Be that as it may. Here is a thoughtful comment by Gordon Smith on the relative roles of clinical education and other forms of practical experience:
One thing we have not seen law schools attempt, as far as I know, is imposing a work experience requirement on new admits. Business schools expect their students to gain some real-world experience before embarking on their graduate study. In my view as a teacher, law students benefit greatly from prior work experience. I am partial to experience outside of the legal industry, though working as a paralegal or legal assistant can be valuable, too. The main point is to have some engagement with the world of work so that the student can imagine the conflicts and potential conflicts that lie at the heart of the study of law.

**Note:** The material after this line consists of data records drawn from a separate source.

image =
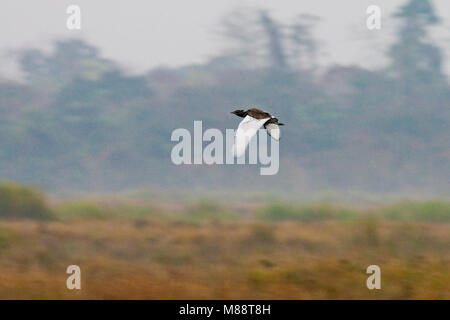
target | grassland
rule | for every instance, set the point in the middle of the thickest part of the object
(204, 250)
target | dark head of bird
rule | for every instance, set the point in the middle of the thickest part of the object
(275, 121)
(240, 113)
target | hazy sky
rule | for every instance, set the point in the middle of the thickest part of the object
(143, 34)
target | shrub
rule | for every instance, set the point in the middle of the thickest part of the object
(17, 201)
(432, 211)
(82, 209)
(207, 210)
(319, 212)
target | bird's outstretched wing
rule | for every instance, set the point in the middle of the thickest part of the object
(273, 130)
(246, 130)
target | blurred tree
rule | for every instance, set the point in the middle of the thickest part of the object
(415, 60)
(70, 58)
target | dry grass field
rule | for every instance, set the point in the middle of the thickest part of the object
(205, 250)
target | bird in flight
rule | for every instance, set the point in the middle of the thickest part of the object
(253, 120)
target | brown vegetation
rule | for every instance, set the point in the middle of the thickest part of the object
(210, 251)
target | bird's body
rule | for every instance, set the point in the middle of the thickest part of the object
(254, 119)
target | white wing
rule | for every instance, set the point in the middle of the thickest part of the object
(246, 130)
(273, 130)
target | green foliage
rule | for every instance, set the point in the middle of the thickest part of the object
(318, 212)
(7, 237)
(431, 211)
(208, 210)
(17, 201)
(81, 122)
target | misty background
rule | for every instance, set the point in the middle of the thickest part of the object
(93, 110)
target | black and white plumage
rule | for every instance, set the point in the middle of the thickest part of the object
(254, 119)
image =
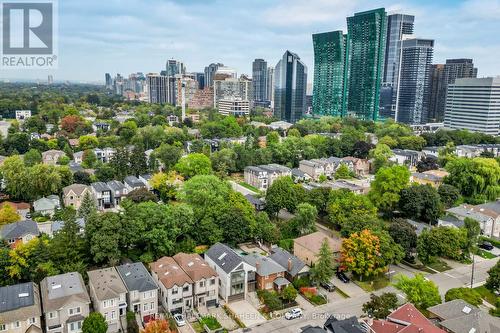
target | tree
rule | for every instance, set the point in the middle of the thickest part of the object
(379, 307)
(493, 280)
(194, 164)
(420, 292)
(94, 323)
(469, 295)
(8, 214)
(386, 188)
(323, 269)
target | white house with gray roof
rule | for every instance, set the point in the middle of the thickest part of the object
(236, 276)
(109, 296)
(142, 296)
(65, 301)
(20, 310)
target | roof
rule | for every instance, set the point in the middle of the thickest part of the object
(313, 242)
(19, 229)
(265, 266)
(78, 189)
(106, 283)
(284, 258)
(224, 257)
(19, 302)
(170, 273)
(195, 266)
(62, 289)
(136, 277)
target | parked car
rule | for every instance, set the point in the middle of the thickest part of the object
(294, 313)
(487, 246)
(328, 286)
(342, 277)
(179, 319)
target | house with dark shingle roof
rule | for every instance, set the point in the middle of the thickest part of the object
(142, 296)
(19, 232)
(20, 310)
(236, 276)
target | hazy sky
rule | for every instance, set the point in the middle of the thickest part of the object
(124, 36)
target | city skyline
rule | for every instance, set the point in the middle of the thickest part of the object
(122, 37)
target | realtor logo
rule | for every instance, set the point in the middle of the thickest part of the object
(28, 34)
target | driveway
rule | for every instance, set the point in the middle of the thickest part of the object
(247, 313)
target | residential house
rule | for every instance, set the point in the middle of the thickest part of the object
(142, 296)
(269, 275)
(47, 205)
(20, 310)
(406, 318)
(51, 157)
(108, 294)
(19, 232)
(118, 191)
(21, 208)
(294, 267)
(73, 195)
(307, 247)
(205, 278)
(236, 276)
(102, 194)
(458, 316)
(65, 302)
(133, 183)
(262, 176)
(176, 287)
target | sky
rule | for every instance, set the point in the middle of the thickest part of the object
(126, 36)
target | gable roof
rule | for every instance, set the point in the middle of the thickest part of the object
(19, 229)
(136, 277)
(224, 257)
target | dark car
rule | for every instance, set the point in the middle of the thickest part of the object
(486, 246)
(342, 277)
(328, 286)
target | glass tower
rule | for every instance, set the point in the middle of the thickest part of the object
(290, 85)
(366, 41)
(330, 74)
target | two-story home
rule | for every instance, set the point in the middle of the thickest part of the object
(142, 296)
(236, 276)
(205, 278)
(108, 294)
(176, 287)
(65, 302)
(19, 232)
(118, 191)
(20, 310)
(102, 194)
(73, 195)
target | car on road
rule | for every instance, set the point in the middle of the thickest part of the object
(328, 286)
(486, 246)
(294, 313)
(342, 277)
(179, 319)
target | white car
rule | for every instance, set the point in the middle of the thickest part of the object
(294, 313)
(179, 319)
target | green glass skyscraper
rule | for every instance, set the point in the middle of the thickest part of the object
(330, 74)
(366, 39)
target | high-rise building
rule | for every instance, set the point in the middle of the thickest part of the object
(210, 73)
(290, 84)
(474, 104)
(414, 80)
(330, 74)
(366, 37)
(453, 69)
(259, 80)
(398, 25)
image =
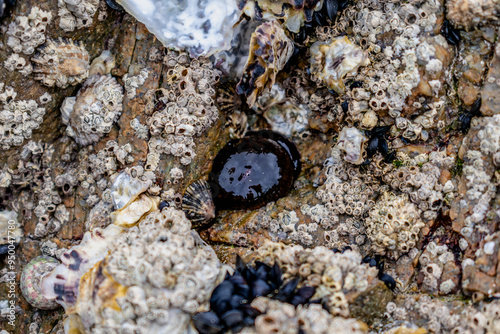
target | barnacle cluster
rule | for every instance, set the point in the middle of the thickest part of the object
(438, 267)
(183, 111)
(293, 13)
(10, 230)
(18, 118)
(229, 303)
(61, 63)
(332, 61)
(16, 62)
(76, 14)
(91, 114)
(393, 225)
(334, 275)
(278, 317)
(28, 32)
(270, 49)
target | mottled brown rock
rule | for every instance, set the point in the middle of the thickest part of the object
(370, 304)
(490, 98)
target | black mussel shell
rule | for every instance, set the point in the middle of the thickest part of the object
(221, 297)
(449, 32)
(286, 292)
(233, 319)
(383, 147)
(388, 280)
(207, 323)
(332, 8)
(286, 144)
(260, 287)
(163, 205)
(389, 158)
(114, 5)
(372, 146)
(252, 171)
(303, 295)
(198, 204)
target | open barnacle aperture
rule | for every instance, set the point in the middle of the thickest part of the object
(230, 301)
(246, 174)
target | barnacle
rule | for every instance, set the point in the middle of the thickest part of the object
(61, 63)
(32, 282)
(393, 225)
(352, 141)
(293, 13)
(93, 111)
(28, 32)
(331, 62)
(270, 49)
(76, 14)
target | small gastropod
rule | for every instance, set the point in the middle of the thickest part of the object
(246, 174)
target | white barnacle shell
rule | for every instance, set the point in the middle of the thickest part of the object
(32, 282)
(351, 141)
(93, 111)
(126, 188)
(133, 212)
(61, 63)
(10, 230)
(333, 61)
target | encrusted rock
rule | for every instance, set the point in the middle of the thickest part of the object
(91, 114)
(61, 63)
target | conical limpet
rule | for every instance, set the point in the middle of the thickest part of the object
(32, 279)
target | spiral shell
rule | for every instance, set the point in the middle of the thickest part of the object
(31, 282)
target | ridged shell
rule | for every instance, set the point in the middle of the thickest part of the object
(93, 111)
(31, 282)
(270, 49)
(198, 204)
(61, 63)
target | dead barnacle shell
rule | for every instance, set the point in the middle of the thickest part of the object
(10, 230)
(270, 49)
(133, 212)
(32, 282)
(331, 62)
(61, 63)
(198, 204)
(93, 111)
(294, 13)
(126, 189)
(351, 141)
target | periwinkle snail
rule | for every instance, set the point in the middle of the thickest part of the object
(246, 174)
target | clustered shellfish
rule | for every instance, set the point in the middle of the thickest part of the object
(332, 62)
(230, 300)
(93, 111)
(270, 49)
(246, 174)
(61, 63)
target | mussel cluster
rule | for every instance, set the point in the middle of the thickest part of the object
(377, 262)
(230, 301)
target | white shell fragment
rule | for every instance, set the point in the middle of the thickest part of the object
(200, 27)
(333, 61)
(10, 230)
(351, 141)
(126, 188)
(93, 111)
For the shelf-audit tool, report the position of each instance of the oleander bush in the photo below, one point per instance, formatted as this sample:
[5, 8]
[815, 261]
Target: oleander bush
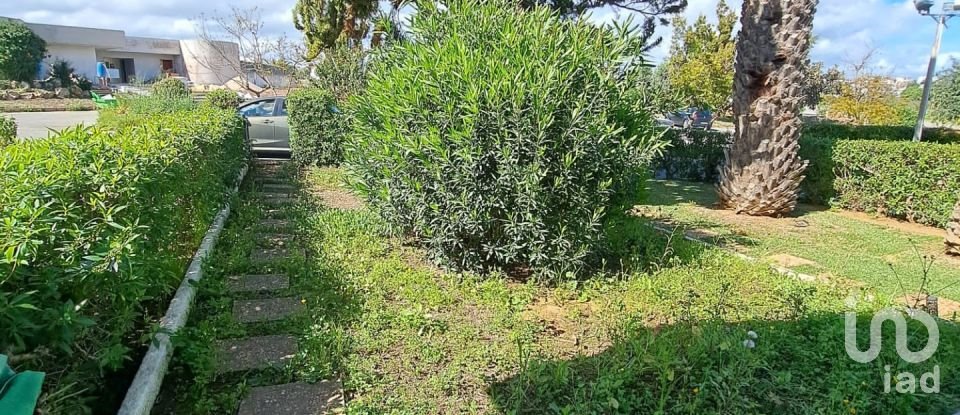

Despite my enthusiasm for work experience before law school, I am less enthusiastic about the expansion of clinical experiences during law school. Clinics are an expensive means of delivering legal education, and their effectiveness is constrained by the academic calendar and by competing demands on student attention. Also, clinicians tend to be an evangelical lot, spreading the gospel of practical skills training. The implicit (and sometimes explicit) message of their evangelism is that intellectual engagement with the law distracts from the real purpose of law school. In my view, this is exactly backwards. Law school is the time to develop an intellectual framework for thinking about law. Some practical skills training is useful, but mainly to illuminate and enrich the intellectual experience, not to supplant it. Graduates of law schools will spend most of their careers developing practical skills, and as much as future employers might want us to teach such skills in law school, it is not our comparative advantage.